L’agriculture biologique face au défi du changement d’échelle
Pour la première fois, la Cour des comptes, en constituant un nouvel outil statistique, a pu analyser les performances économiques comparées entre les agricultures biologique et conventionnelle qui, si elles sont équivalentes dans l’ensemble, connaissent des variations selon les filières. En 2021, dans un contexte où la consommation alimentaire totale des Français diminue de 2,3 % en 2021, la consommation de produits bio baisse pour la première fois, de 1,3 %. Au-delà d’un effet de conjoncture, des interrogations sur la pérennité de l’équilibre économique de l’agriculture biologique sont apparues, avec la baisse des ventes plus marquée en grande distribution non spécialisée (52 % des ventes de bio en 2021).

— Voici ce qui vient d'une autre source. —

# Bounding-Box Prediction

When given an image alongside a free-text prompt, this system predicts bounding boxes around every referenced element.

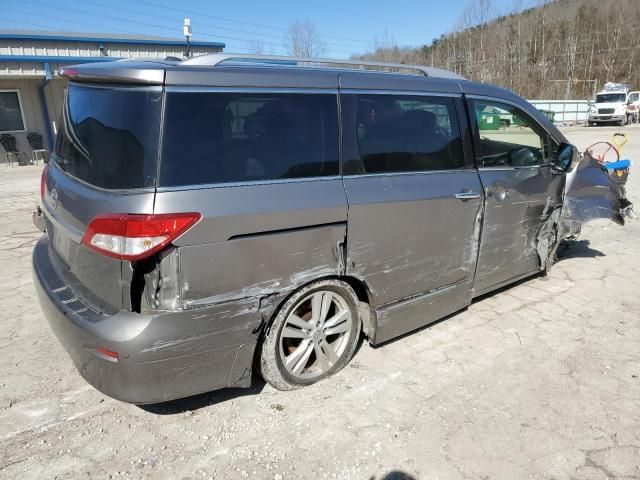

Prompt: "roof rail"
[181,53,464,80]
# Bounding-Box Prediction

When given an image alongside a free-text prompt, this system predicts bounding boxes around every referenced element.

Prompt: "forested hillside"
[361,0,640,99]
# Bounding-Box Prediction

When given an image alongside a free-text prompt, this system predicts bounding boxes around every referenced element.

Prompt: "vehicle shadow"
[136,335,368,414]
[556,240,605,262]
[369,470,416,480]
[137,373,265,415]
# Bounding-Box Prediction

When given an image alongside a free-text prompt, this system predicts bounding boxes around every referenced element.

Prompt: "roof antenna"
[182,18,193,58]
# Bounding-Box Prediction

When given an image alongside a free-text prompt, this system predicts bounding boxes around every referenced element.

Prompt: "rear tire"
[260,279,361,390]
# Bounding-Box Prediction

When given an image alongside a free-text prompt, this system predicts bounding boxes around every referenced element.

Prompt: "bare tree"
[284,19,327,57]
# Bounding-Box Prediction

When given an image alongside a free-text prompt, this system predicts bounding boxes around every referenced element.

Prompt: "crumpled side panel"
[563,152,629,235]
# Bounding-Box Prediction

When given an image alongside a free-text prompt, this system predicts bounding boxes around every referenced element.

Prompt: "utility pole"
[182,18,193,58]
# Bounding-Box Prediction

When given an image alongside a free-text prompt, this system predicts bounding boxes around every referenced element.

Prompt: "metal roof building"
[0,29,225,157]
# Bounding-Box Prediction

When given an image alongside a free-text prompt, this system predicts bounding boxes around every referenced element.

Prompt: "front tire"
[260,279,361,390]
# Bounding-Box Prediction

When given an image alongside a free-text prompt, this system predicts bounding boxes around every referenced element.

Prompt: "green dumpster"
[538,108,556,123]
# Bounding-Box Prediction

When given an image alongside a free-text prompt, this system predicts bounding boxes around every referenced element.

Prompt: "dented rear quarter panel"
[155,177,347,311]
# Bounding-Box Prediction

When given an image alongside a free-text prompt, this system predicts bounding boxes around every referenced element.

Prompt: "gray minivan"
[33,54,616,404]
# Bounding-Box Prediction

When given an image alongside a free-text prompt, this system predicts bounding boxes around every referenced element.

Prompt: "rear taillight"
[82,213,200,260]
[40,165,49,201]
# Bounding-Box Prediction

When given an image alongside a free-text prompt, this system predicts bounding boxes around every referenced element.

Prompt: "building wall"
[0,38,222,158]
[0,78,49,163]
[0,39,222,64]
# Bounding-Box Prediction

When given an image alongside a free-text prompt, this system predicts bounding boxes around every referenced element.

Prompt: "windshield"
[53,84,162,189]
[596,93,627,103]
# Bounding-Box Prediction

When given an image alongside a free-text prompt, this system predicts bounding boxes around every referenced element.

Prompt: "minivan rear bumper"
[33,234,261,404]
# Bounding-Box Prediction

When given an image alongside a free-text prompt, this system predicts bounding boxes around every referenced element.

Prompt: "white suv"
[588,84,629,125]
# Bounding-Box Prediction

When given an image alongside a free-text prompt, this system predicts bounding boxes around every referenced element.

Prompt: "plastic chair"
[0,133,29,167]
[27,132,49,165]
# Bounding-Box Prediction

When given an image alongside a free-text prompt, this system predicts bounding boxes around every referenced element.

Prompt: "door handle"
[455,191,480,200]
[487,186,511,202]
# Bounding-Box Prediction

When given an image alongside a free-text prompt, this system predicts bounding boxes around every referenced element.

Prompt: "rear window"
[54,84,162,189]
[159,92,339,187]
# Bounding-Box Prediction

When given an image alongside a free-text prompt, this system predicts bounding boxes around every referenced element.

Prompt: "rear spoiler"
[58,60,168,85]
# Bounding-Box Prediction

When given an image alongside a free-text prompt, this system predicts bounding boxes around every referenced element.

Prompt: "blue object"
[602,160,631,170]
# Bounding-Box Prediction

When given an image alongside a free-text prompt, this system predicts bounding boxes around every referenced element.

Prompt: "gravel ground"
[0,125,640,480]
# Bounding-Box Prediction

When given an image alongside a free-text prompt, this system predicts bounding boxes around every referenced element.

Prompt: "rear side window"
[471,100,552,167]
[345,95,465,173]
[160,92,339,187]
[54,84,162,189]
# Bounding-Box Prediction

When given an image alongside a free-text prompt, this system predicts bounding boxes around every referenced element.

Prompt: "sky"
[0,0,514,58]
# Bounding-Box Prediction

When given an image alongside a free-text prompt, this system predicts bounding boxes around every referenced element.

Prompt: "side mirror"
[553,143,580,172]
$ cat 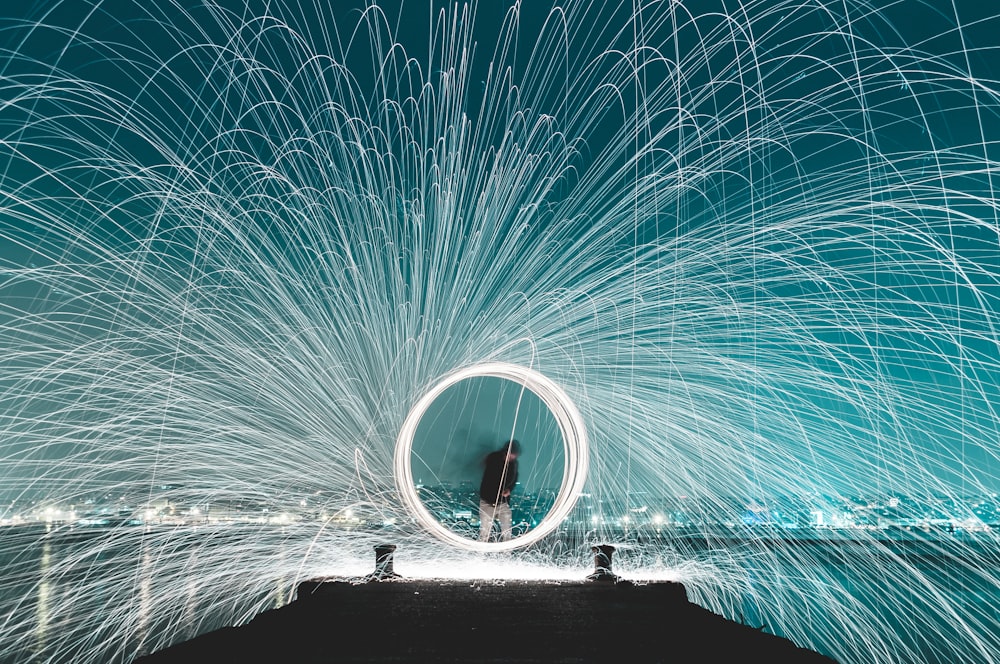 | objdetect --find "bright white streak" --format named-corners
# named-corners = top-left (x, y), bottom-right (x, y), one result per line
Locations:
top-left (393, 362), bottom-right (588, 551)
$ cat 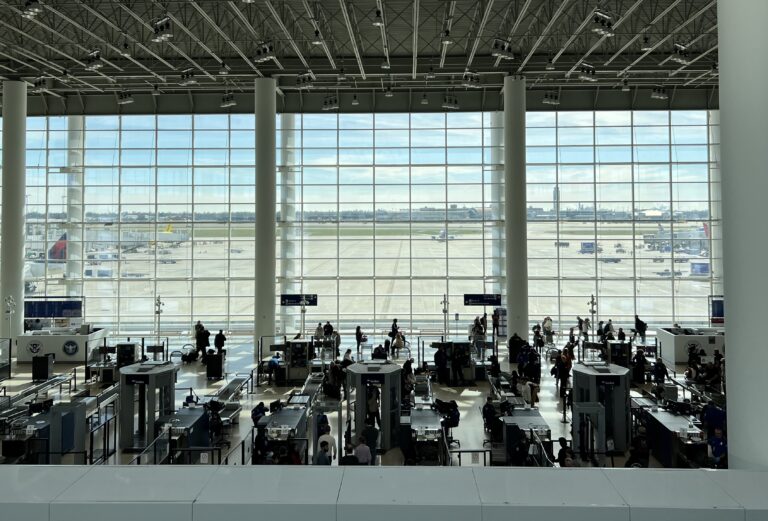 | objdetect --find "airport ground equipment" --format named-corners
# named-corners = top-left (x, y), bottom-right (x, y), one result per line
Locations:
top-left (347, 360), bottom-right (402, 451)
top-left (572, 364), bottom-right (630, 452)
top-left (206, 376), bottom-right (250, 426)
top-left (254, 403), bottom-right (309, 464)
top-left (119, 361), bottom-right (178, 450)
top-left (491, 408), bottom-right (552, 466)
top-left (656, 327), bottom-right (725, 369)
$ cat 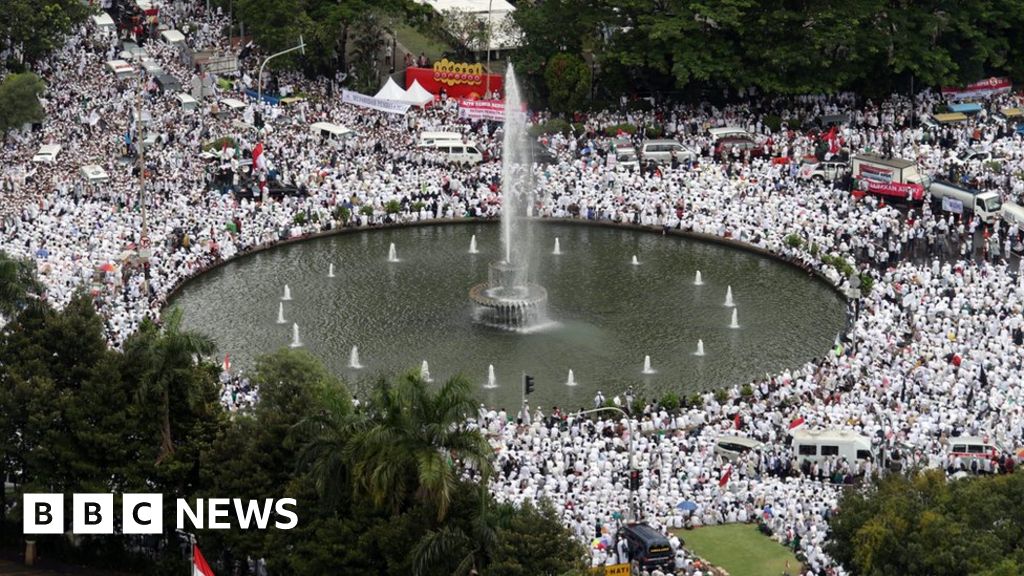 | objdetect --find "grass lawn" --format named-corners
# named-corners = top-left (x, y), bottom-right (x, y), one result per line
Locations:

Une politique de soutien qui n’a pas permis d’atteindre les objectifs fixés
La Cour constate que, dans tous les domaines, l’action du ministère de l’agriculture et de la souveraineté alimentaire n’est pas en mesure de répondre aux ambitions affichées. Elle alerte les pouvoirs publics sur le manque de communication relatif aux impacts bénéfiques du bio, et surtout sur l’illisibilité des labels qui contribue à la baisse des achats d’aliments bio en 2021 face à la concurrence croissante de labels « verts » moins exigeants - comme la mention valorisante « haute valeur environnementale » (HVE). En réalité peu exigeante en matière environnementale, celle-ci est en effet soutenue par le ministère au même niveau que l’agriculture bio. De plus, les aides de la politique agricole commune (PAC) que la France consacre à l’agriculture bio ne sont pas à la hauteur des objectifs qu’elle s’est fixés. La moitié de l’enveloppe a été consommée dès la première année de la programmation démarrée en 2015. En 2017, l’aide au maintien en agriculture bio a été supprimée, alors qu’elle rémunérait les services environnementaux de ces exploitations. Ainsi, un quart des exploitations bio ne touche pas d’aides de la PAC. De même, le soutien aux industries agroalimentaires bio et la recherche et développement en agriculture biologique sont insuffisants. Ce décalage entre moyens et ambitions ne pourra pas se résorber dans la prochaine PAC à partir de 2023 si la France maintient le projet actuel de plan stratégique national, qui fait l’objet d’ultimes discussions avec la Commission européenne. Le rapport analyse également dans quelle mesure la politique publique contribue à la création et à la répartition de valeur au sein de la filière bio. Si des données éparses suggèrent une meilleure captation de la valeur par les producteurs bio comparés aux agriculteurs conventionnels, elles restent néanmoins lacunaires. Enfin, la contribution de l’agriculture bio à l’autonomie agricole et alimentaire française dépendra de l’évolution de deux effets contraires : la meilleure autonomie des exploitations bio, qui contribue à réduire le déficit commercial, et leurs moindres rendements. Ainsi, le développement de l’agriculture bio devra aller de pair avec davantage de recherche (pour améliorer les rendements), la réduction du gaspillage alimentaire et une évolution des régimes alimentaires vers moins de protéines animales.
Des leviers au service de l’ambition affichée
Pour contribuer à atteindre les nouveaux objectifs fixés par la France (18 % de surfaces agricoles bio en 2027) et par l’Union Européenne (25% de surfaces bio en 2030), la Cour formule 12 recommandations réparties en 3 orientations : éclairer les choix des citoyens et des consommateurs sur l’impact environnemental et sanitaire du bio, réorienter et amplifier les soutiens publics de l’agriculture bio, favoriser enfin la création de valeur au sein du secteur agricole et alimentaire bio. Comme le souligne Pierre Moscovici, Premier président de la Cour des comptes, « le rôle de la Cour, tiers de confiance et vigie des politiques publiques pour les citoyens, était d’apporter l’éclairage objectif et impartial qui manquait encore sur ce sujet grand public, qui fait l’objet de nombreuses interrogations ».